En aquella ocasión alquilamos un apartamento en un punto equidistante aprovechando un puente. A la hora convenida llegamos al restaurante elegido como lugar de encuentro, donde de paso, comeríamos y recogeríamos las llaves. Fuimos puntuales, como siempre, menos Ana claro, cosa que no nos extrañó. Siempre había sido impuntual y estábamos acostumbradas a esperarla.

Propuse entrar a tomarnos una caña en la barra o esperar sentadas en la mesa que teníamos reservada. Y así lo hicimos a pesar de las protestas de las demás que continuaban con su retahíla sobre la tardanza.

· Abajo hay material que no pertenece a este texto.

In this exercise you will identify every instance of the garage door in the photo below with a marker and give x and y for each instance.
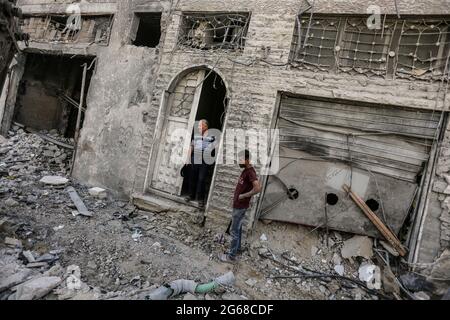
(381, 151)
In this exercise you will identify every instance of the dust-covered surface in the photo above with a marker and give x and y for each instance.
(49, 251)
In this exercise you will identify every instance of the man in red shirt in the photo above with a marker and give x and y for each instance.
(247, 187)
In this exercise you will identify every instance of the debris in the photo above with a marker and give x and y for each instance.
(416, 283)
(81, 207)
(358, 246)
(188, 286)
(36, 265)
(13, 242)
(370, 274)
(422, 296)
(390, 282)
(54, 180)
(190, 297)
(98, 193)
(136, 235)
(3, 140)
(11, 203)
(36, 288)
(389, 248)
(392, 238)
(46, 258)
(232, 297)
(10, 280)
(340, 270)
(441, 269)
(29, 256)
(251, 282)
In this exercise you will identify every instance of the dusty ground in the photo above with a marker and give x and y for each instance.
(125, 253)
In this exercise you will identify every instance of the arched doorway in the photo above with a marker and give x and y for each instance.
(196, 94)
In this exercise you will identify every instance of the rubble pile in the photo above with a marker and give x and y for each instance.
(63, 240)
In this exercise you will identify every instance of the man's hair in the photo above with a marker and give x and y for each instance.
(245, 154)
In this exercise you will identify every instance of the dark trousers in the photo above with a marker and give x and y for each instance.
(236, 231)
(197, 181)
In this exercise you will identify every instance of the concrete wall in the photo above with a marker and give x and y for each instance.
(118, 97)
(125, 96)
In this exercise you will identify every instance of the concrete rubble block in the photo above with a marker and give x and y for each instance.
(340, 270)
(98, 193)
(422, 296)
(389, 281)
(13, 242)
(54, 180)
(440, 186)
(251, 282)
(8, 281)
(441, 269)
(358, 246)
(371, 275)
(190, 297)
(37, 288)
(29, 256)
(3, 140)
(11, 203)
(389, 248)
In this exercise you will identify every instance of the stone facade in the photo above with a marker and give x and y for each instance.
(125, 97)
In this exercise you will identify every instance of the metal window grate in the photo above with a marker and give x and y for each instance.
(364, 50)
(207, 31)
(423, 51)
(315, 49)
(403, 48)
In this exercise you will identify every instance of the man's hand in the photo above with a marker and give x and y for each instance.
(256, 189)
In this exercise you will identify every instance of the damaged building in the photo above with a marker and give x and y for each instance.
(357, 106)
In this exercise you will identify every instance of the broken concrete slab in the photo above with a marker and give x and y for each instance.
(358, 246)
(3, 140)
(37, 288)
(340, 270)
(98, 193)
(54, 180)
(81, 207)
(370, 274)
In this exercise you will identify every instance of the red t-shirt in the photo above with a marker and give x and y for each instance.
(244, 185)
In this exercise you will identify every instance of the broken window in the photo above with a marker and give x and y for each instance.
(146, 29)
(214, 30)
(59, 28)
(315, 48)
(50, 92)
(404, 48)
(365, 50)
(424, 49)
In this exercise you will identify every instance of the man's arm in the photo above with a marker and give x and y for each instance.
(256, 189)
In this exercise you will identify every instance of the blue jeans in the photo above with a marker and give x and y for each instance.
(236, 231)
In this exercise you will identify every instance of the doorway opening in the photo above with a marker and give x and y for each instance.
(211, 107)
(49, 93)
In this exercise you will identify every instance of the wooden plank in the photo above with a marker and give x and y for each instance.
(400, 112)
(81, 207)
(366, 125)
(359, 116)
(388, 234)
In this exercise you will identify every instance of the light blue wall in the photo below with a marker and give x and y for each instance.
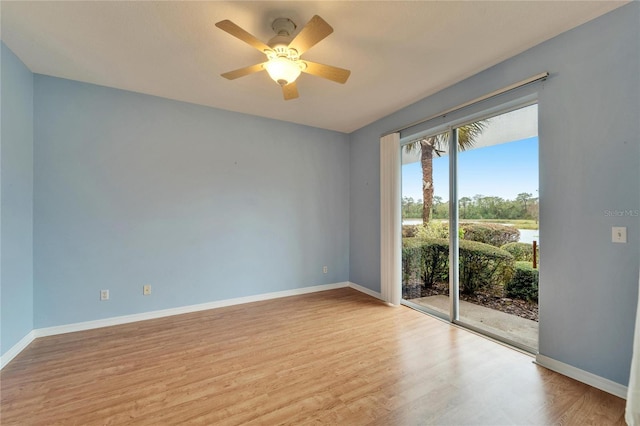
(202, 204)
(16, 217)
(589, 163)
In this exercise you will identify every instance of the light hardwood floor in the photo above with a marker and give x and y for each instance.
(334, 357)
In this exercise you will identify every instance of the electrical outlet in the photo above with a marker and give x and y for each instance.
(619, 234)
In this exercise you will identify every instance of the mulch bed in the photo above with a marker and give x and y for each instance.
(489, 299)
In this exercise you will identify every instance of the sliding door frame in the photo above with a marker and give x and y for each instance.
(454, 283)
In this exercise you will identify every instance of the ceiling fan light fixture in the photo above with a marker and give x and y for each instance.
(282, 70)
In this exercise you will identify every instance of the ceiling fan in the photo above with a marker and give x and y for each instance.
(283, 53)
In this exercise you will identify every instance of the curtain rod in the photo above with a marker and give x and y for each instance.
(533, 79)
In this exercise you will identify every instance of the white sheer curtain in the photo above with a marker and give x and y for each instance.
(633, 393)
(390, 217)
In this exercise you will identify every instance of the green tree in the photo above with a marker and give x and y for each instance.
(464, 202)
(524, 198)
(437, 145)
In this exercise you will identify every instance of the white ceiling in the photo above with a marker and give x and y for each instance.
(398, 51)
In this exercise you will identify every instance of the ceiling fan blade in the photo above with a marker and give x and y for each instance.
(290, 91)
(315, 30)
(241, 72)
(339, 75)
(238, 32)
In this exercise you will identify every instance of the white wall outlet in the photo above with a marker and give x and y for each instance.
(619, 234)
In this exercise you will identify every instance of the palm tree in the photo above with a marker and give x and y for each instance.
(438, 144)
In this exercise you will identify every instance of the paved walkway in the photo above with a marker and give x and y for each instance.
(508, 326)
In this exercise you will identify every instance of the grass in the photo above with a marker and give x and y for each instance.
(518, 223)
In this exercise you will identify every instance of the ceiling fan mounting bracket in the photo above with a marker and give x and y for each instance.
(283, 27)
(283, 53)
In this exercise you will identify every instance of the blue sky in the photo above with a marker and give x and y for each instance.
(503, 170)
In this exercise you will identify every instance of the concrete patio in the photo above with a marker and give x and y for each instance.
(507, 326)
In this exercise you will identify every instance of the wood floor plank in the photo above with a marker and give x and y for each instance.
(334, 357)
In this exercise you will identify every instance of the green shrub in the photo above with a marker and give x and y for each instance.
(410, 231)
(524, 284)
(483, 265)
(490, 233)
(522, 251)
(425, 260)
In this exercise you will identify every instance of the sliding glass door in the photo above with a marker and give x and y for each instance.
(470, 225)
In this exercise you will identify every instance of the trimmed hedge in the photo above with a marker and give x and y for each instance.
(426, 261)
(490, 233)
(522, 251)
(410, 231)
(524, 284)
(481, 265)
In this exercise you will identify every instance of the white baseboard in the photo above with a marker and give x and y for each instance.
(365, 290)
(125, 319)
(590, 379)
(17, 348)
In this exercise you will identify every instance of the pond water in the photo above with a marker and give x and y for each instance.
(526, 235)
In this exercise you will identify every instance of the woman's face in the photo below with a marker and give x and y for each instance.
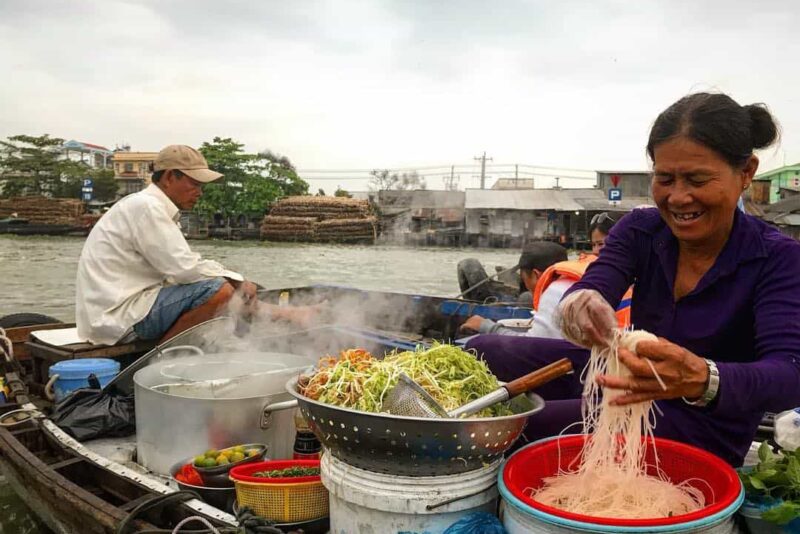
(598, 240)
(696, 190)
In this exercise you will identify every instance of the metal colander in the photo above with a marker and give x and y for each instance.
(414, 446)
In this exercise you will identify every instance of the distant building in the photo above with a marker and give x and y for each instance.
(511, 218)
(133, 170)
(513, 183)
(422, 217)
(785, 214)
(781, 178)
(95, 156)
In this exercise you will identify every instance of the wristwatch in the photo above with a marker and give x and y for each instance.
(712, 387)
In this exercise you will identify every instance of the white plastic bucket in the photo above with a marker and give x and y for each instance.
(364, 502)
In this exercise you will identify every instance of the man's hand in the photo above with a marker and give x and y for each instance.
(683, 373)
(249, 293)
(473, 324)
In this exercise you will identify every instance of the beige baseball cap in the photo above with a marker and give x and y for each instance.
(187, 160)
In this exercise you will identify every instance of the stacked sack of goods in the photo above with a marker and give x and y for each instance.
(314, 219)
(43, 210)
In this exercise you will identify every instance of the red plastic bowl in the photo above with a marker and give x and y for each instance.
(243, 473)
(526, 469)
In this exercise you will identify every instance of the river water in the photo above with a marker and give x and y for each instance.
(37, 274)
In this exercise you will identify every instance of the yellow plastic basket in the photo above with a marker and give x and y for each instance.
(279, 499)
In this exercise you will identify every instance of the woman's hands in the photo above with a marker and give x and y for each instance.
(586, 318)
(683, 373)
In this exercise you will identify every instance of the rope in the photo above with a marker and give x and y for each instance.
(249, 523)
(126, 525)
(203, 520)
(18, 421)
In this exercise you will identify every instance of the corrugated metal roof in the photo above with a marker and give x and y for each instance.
(626, 204)
(787, 205)
(421, 199)
(529, 199)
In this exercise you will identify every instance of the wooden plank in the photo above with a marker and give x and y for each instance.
(21, 334)
(86, 350)
(65, 463)
(61, 498)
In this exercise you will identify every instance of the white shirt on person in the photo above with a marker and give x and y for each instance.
(543, 322)
(134, 250)
(544, 319)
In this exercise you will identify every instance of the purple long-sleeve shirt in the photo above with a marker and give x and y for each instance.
(744, 314)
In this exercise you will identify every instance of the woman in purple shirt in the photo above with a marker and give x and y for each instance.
(720, 288)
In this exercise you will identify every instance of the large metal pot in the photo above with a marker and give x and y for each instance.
(194, 402)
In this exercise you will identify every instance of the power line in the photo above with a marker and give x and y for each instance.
(483, 159)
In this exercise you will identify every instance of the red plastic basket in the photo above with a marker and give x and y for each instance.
(244, 472)
(526, 469)
(286, 500)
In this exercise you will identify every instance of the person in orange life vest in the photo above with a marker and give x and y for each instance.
(536, 258)
(555, 281)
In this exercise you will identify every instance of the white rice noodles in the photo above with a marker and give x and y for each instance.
(611, 480)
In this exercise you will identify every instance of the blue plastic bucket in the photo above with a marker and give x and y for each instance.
(74, 374)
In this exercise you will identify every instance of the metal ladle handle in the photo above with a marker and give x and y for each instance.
(539, 377)
(522, 384)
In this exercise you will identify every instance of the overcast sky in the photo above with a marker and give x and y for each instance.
(375, 84)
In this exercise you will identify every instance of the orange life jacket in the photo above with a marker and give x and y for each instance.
(573, 270)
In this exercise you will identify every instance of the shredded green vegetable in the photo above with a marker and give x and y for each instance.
(357, 380)
(288, 472)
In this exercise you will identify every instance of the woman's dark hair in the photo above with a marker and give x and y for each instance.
(718, 122)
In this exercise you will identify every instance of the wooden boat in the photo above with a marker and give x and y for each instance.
(77, 487)
(17, 226)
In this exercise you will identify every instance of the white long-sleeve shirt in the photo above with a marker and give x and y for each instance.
(133, 251)
(543, 323)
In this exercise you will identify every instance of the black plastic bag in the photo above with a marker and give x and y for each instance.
(90, 413)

Pasaba cerca de una hora y Ana no daba señales. Poco a poco la impaciencia fue dando paso a la preocupación y lo peor es que no atendía al móvil. Alguien sugirió picar algo porque si solo bebíamos la cosa no tendría buen final. Así que pedimos unos entrantes para compartir. Se nos agotaba el popurrí de temas intrascendentes. Ninguna quería mostrarse particularmente preocupada, pero la verdad es que todas lo estábamos.

De repente entraron en el local dos agentes de la Guardia Civil. Se dirigieron al camarero de la barra y un segundo después uno de ellos nos miró y caminó hacia nosotras que nos manteníamos expectantes, aguantando la respiración…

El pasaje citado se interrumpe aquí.